8This word did not actually appear in the book and in fact, at least among contemporary speakers, it means something completely different: John O’Meara, Delaware-English /English-Delaware Dictionary (Toronto, 1996). Court de Gébelin evidently extrapolated the meaning he wanted from the only two examples of multisyllabic words beginning with lu that had to do with fire: lu-sa-su, “burnt,” and lu-te-u, “it burns.”

9The word actually listed was nooch, “my father,” but as Court de Gébelin had just pointed out, the prefix “Ni” indicated first person.

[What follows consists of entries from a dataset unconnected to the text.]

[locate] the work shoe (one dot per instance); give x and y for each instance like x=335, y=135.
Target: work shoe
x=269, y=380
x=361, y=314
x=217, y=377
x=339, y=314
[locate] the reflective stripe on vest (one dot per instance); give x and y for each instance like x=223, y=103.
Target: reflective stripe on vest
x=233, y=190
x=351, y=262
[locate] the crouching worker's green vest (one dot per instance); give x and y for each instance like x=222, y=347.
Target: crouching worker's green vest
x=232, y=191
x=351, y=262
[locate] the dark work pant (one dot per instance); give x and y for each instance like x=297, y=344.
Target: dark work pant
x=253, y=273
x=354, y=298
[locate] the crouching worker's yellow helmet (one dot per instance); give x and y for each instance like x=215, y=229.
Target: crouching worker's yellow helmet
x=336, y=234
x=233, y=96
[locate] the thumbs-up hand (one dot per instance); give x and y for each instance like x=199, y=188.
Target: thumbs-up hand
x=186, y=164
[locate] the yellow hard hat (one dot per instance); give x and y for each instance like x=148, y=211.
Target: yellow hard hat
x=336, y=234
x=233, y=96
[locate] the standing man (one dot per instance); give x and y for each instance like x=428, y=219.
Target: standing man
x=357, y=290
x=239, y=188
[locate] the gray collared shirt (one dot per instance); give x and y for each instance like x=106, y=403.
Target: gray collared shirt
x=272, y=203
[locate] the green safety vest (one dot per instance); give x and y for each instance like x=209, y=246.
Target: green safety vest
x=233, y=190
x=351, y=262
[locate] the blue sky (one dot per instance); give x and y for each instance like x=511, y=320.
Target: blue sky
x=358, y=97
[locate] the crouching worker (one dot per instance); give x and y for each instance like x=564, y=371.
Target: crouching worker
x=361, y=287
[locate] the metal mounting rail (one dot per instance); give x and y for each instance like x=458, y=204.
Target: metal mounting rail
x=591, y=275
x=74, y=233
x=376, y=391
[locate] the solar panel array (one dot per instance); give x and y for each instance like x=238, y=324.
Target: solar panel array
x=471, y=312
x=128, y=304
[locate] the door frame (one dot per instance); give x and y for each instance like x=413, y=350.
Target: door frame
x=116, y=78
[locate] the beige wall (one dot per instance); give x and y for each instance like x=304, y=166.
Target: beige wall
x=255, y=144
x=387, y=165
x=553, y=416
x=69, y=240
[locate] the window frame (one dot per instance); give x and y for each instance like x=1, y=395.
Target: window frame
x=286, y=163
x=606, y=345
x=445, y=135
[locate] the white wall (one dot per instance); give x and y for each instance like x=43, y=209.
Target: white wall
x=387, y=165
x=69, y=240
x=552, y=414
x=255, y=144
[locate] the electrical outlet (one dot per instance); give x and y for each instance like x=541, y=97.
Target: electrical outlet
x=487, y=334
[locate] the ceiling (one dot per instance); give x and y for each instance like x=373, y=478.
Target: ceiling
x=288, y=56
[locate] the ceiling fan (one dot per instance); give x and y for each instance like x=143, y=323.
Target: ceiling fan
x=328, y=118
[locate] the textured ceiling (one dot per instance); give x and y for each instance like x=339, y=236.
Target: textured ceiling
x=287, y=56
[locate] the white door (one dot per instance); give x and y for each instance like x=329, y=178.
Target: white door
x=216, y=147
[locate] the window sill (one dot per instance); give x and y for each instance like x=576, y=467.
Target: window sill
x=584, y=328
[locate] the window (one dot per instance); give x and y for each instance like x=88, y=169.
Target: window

1Another example of selective reasoning: while ac does signify plural, and while schwon-ac was indeed translated as “white people,” the word schwon was listed with its correct meaning, “sour.”

2In this and the following paragraph, Court de Gébelin either misunderstands or chooses to disagree with the book’s organization. BF explains it in his reply of May 7.

3Zeisberger ended his book with a translation of the Lord’s Prayer and the Ten Commandments.

4Stephen Sewall had sent Court de Gébelin a drawing of the inscription on Dighton Rock, in the Taunton River, which the Frenchman discussed with BF in January: XXXIV, 260.

5Stephen Sewall was also a founding member of the American Academy of Arts and Sciences, for which see XXXIV, 264–5, 360–2.

6The Société apollonienne was formed on Nov. 17, 1780 (and not earlier, as we surmised when we identified a fête apollonienne with the Société: XXXII, 577n). Court de Gébelin delivered the inaugural speech, “Sur la nécessité où est l’homme de vivre en société,” on Nov. 23, and other members, including Cordier de St. Firmin (XXIX, 530n), the abbé Rozier (XX, 27n; XXIX, 353n), and La Dixmerie (XXIX, 529n), spoke or read from their works: Bachaumont, Mémoires secrets, XVI, 64–5, 82–3, 85–6.

The Société, also known as “Le Musée” or the “Musée littéraire” and eventually as the “Musée de Paris,” is not to be confused with its rival, the scientifically oriented Musée de Monsieur launched by Pilâtre de Rozier in 1781. See Bachaumont, Mémoires secrets, XVIII, 173–4; XX, 116–17; XXI, 191–2, 219; Louis Amiable, “Les Origines maçonniques du Musée de Paris et du Lycée,” Révolution Française 31 (July–December, 1896), 484–500; Louis Amiable, Une Loge maçonnique d’avant 1789 … (Paris, 1897), pp. 188–95; Daniel Ligou, ed., Dictionnaire de la Franc-maçonnerie (3rd ed., Paris, 1991), pp. 839, 1128–9. For the importance of these societies to the intellectual life of the period see Hervé Guénot, “Musées et lycées parisiens (1780–1830),” Dix-huitième Siècle 18 (1986), 249–67; Roger Hahn, The Anatomy of a Scientific Institution: the Paris Academy of Sciences, 1666–1803 (Berkeley, 1971), pp. 106–7.